Text-to-text translation is getting better all the time. With growing rosetta stones of data, like the UN library {millions of documents all manually translated into many languages} it’s just going to get better and better. The EU Library will add to this. speech-to-text is finally approaching real-time accent independent accuracy. Text-to-speech is getting very good, and will be featured on some upcoming cell phones. Let it read your sms messages to your blutooth headset; transcribing your voice into a reply is only a few years away.
Within 10 years, 2018, Europe’s language barriers will be gone, and I think we’ll see some amazing things.
I can see your point. That ability to analyze and retain all the input data is amazing. If the machines could properly find connections, patterns and shortcuts between the different language versions of texts, the translators would be in trouble. And life will get easier for most people.
Who is going to learn languages then? I guess those nations that will be excluded from the linguistic support of big software companies.
Hehe, oh sure you have text-to-speech now, but here in North America we won’t get that tech for a while yet….
You’re not a poor translator/interpretator, it’s just that you’re right, it’s HARD. It’s just humans, and people with your skills especially, are really good at pattern recognition, machines are catching up, but we still rule here.
But imagine if you could recall every English/German/Polish lesson you’ve ever taken, every conversation you interpreted, and every document you’ve ever translated? Humans are bad at this, but machines are very, very good at it.
I’ve just got a feeling that as the machines get better at the pattern recognition, and they’re getting better all the time, it will enable this kind of tech. I was at a live R&D demonstration of live Japanese-English and English-Japanese telephone machine translation with real people, and it was spot on. This was in 2001.
I know this might impact you and your career choice. But machines are not going to be teaching us meat-puppets languages anytime soon, that’s really hard, and they’re will always be a call for real language training.

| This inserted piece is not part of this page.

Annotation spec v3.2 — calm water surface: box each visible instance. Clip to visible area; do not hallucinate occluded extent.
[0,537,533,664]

I just don’t think it will be needed to allow European citizens access to EU multilingual services.
J, you’re so behind in hi-tech
My Nokia 5500 already synthesizes text into speech, in various languages too. And I’m impressed by how natural all of it sounds.
I’m not so sure, however, about the automatic translation/interpretation. Maybe I’m a poor interpreter, but that makes me think how difficult it must be to make it understandable, let alone listenable.
But judging from the voice synthesis from a few years ago and today, we’re in for some huge progress. There’s no telling what will it give us.